Они на пятачке у опоры пешеходного моста, то ли двадцать их, то ли тридцать, суетятся, тянут шеи, втыкают клювы себе же в перья или в перья соседям – или в немногие уцелевшие травяные кочки. Приближаюсь – все громче их гомон, кряки, бормотанье и возмущенный клекот. К помехам на своем пути они привычны и, чтобы убраться у меня с дороги, двигаются совсем чуть-чуть, а некоторые, когда проезжаю мимо, делают вид, будто щипнут меня за лодыжку; есть и такие, что предоставляют спицам у меня на колесах прошелестеть по перьям на гузках. И только истеричные кидаются в воду, вопя так, будто на них нападают.
Люблю я этих гусей. От них у меня делается туго и полно в груди, они помогают верить, что все опять наладится, что переживу и теперь, как не раз переживала раньше, что бескрайняя угрожающая пустота впереди – всего лишь призрак, жизнь светлее и игривее, чем я привыкла ее видеть. Но по пятам у этого чувства – у подозрения, что еще не все потеряно, – приходит порыв рассказать маме, сообщить ей, что сегодня со мной все в порядке, я ощутила нечто близкое к счастью и, возможно, все еще способна чувствовать себя счастливой. Ей такое было б интересно. Однако рассказать не получится. В любое такое вот хорошее утро в эту стену я всегда и влетаю. Мама будет волноваться за меня, а я не могу сообщить ей, что у меня все в порядке.

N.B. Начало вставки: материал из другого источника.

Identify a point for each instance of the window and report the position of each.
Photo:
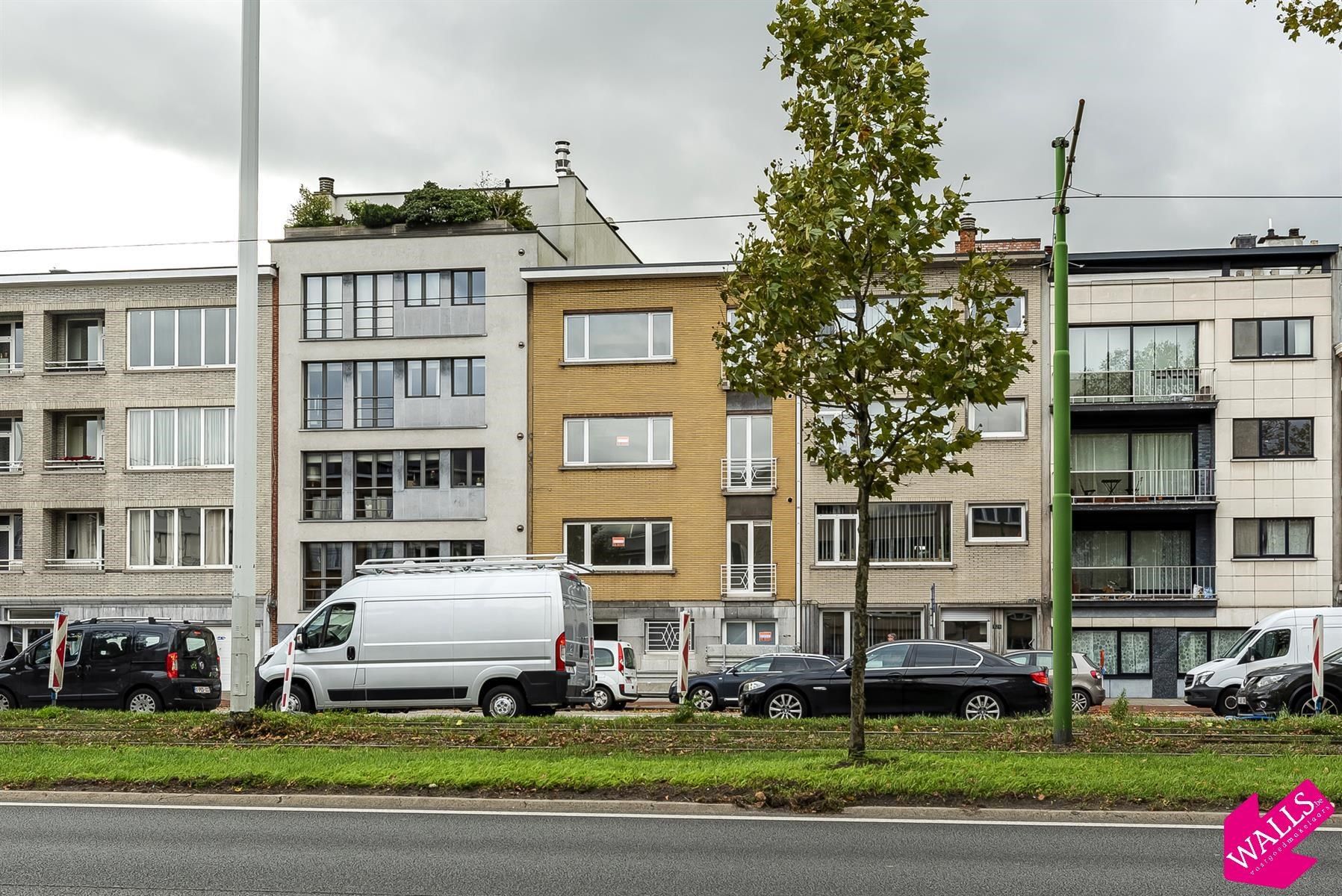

Гусям нет дела до того, что я опять плачу. Они привыкли. Фыркают, верещат и заглушают меня. Приближается бегунья, сходит с тропы, чуя, что я ее не вижу. Ближе к здоровенной лодочной станции гуси редеют. У моста Ларца Андерсона поворачиваю направо, вверх по Джей-Эф-Кей к Гарвард-сквер.
Такое вот, что ли, очищение – эта поездка, на несколько часов обычно хватает.
“Ирис” размещается на третьем этаже здания, которым владеет некий Гарвардский клуб, начавший сдавать это место лет десять назад, чтобы погасить чуть ли не сто тысяч долларов налоговых долгов. Летом студентов тут немного, и для них есть отдельный вход на другой стороне громадного кирпичного особняка, но я слышу, как они иногда репетируют. У них свой театр, где они ставят пьесы, в которых мужчины рядятся в женщин, и своя певческая капелла, что носится туда-сюда, круглосуточно облаченная в смокинги.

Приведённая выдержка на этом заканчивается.